商品ファンドっつうのがあった。
今もあるんだろうが。
あれなんかも金融ビッグバンで解禁された。
私募もそうだし、会社型投信とか、商品ファンドとか、投資事業組合だの、ビッグバンで解禁されるまで日本で禁じられていたっつーのは、やっぱ、なんかしらのちゃんとした理由があったからなんだろうと今になって思う。
おそらく、昭和30年代でも40年代でも、そういう商品が海外にあることは、当時の人らも知ってたけど、投資家保護とか法的なバックアップに疑問があるので解禁をずっと見送ってきたんかも。
なんか昔の人は無知かのように、つい思ってしまうけど、よくよく考えてみると、そうじゃなかったのかもしれない。

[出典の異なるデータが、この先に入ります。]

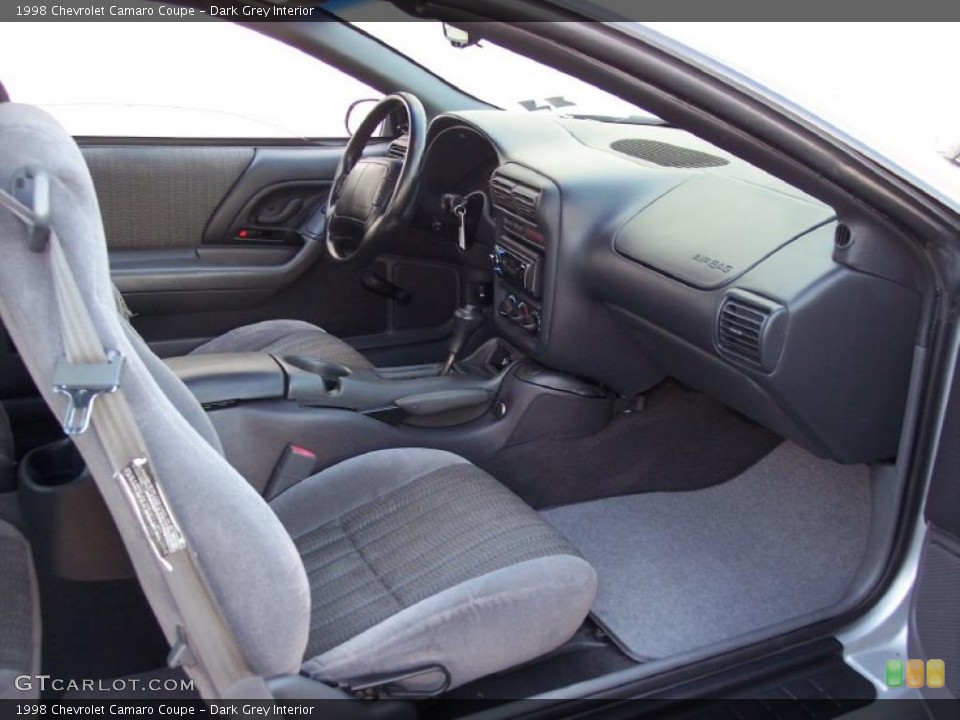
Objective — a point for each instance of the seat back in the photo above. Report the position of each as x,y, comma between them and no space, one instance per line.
248,558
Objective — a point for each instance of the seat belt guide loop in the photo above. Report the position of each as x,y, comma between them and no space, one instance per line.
82,383
31,188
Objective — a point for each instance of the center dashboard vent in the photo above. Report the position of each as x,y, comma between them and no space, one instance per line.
514,197
667,155
749,329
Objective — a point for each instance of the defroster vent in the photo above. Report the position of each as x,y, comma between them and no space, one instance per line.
667,155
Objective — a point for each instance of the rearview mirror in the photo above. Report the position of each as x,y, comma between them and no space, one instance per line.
457,37
357,113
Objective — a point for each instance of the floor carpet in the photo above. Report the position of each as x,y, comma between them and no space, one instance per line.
680,440
683,570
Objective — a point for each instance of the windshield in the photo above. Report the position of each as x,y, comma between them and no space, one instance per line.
887,85
883,84
498,76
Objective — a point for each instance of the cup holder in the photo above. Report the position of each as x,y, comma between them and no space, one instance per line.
70,529
53,465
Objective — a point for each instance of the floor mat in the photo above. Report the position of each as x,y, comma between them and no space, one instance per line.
681,440
686,569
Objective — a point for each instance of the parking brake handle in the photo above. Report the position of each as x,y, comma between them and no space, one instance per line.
465,321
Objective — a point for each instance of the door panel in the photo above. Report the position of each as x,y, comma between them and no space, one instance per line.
204,239
161,197
934,632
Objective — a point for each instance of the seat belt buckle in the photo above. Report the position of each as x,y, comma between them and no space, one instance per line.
82,383
391,685
296,463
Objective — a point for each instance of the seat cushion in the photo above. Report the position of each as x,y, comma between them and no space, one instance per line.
416,557
19,614
7,455
287,337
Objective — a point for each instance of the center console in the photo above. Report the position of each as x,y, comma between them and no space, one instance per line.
525,209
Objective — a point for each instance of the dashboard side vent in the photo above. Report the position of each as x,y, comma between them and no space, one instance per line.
398,148
745,329
515,198
667,155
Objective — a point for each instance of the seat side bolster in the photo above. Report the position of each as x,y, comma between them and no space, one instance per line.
478,627
20,605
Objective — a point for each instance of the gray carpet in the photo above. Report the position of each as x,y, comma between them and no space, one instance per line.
681,440
682,570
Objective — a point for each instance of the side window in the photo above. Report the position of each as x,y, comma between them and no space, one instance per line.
167,79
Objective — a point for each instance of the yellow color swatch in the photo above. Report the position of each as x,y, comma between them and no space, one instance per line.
915,673
936,673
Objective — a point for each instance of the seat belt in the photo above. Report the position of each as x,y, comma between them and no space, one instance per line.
205,645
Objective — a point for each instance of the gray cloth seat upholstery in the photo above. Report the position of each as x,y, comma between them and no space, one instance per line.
417,557
384,563
19,614
286,337
7,455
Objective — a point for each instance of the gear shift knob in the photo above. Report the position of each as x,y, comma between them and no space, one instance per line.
465,321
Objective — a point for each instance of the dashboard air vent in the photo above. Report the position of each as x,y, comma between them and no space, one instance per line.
666,155
514,197
743,329
398,148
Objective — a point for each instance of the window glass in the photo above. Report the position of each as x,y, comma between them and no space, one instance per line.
168,79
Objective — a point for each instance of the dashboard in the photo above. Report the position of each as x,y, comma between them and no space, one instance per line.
627,254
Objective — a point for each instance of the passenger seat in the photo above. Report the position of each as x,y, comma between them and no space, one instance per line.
19,599
19,615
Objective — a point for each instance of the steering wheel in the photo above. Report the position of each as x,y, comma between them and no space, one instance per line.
373,198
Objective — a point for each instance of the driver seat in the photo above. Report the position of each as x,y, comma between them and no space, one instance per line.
405,568
286,337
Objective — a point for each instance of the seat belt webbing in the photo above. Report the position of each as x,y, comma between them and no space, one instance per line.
208,650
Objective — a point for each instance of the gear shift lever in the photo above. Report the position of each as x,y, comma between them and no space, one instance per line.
465,321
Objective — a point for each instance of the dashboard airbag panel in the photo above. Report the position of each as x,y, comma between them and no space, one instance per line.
712,229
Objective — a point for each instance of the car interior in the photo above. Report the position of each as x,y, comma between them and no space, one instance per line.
479,404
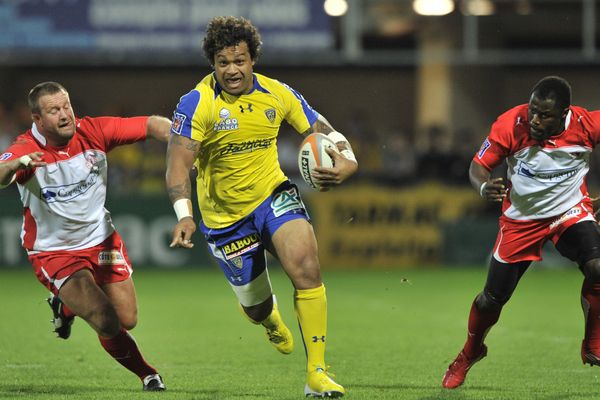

ヘッジファンドやら金融工学やらなんやら派手な面ばかり目に入ってしまうけど、もっとシンプルに考えて、日本人であろうが、アメリカ人であろうが、現代人であろうが、古代人であろうが、人間のやることには大して違いがないことに思いが至れば、今まで禁じられていたことをやるには、本来的には何をちゃんとやっとかなきゃいけないか気付いたはずなんだが、かなり拙速にやってしまった嫌いはあるような気がすんだよな。
頭のいいエリートたちが考えてですら、この有様を招いてしまった。
「愚者は経験から学び、賢者は歴史から学ぶ」というが、この段で行くと、当時のエリートたちも愚者に分類されてしまうということか。

会社法になったが、商法そのものがなくなったわけじゃない。
今更ながら、「商法って、よく考えて作られた法律だったんだなあ」と思うことがある。
明治時代に成立した法律だが、その意味で言うと明治の人らはすごいと思う。
やっぱ、平成時代の人間たちより、断然深いわ。
商法みたいな法律を、現代の人らが作れるとはとても思えん。
だから今でも、古いカタカナ表記の商法の記述を下手にいじれないことになってるんだろう。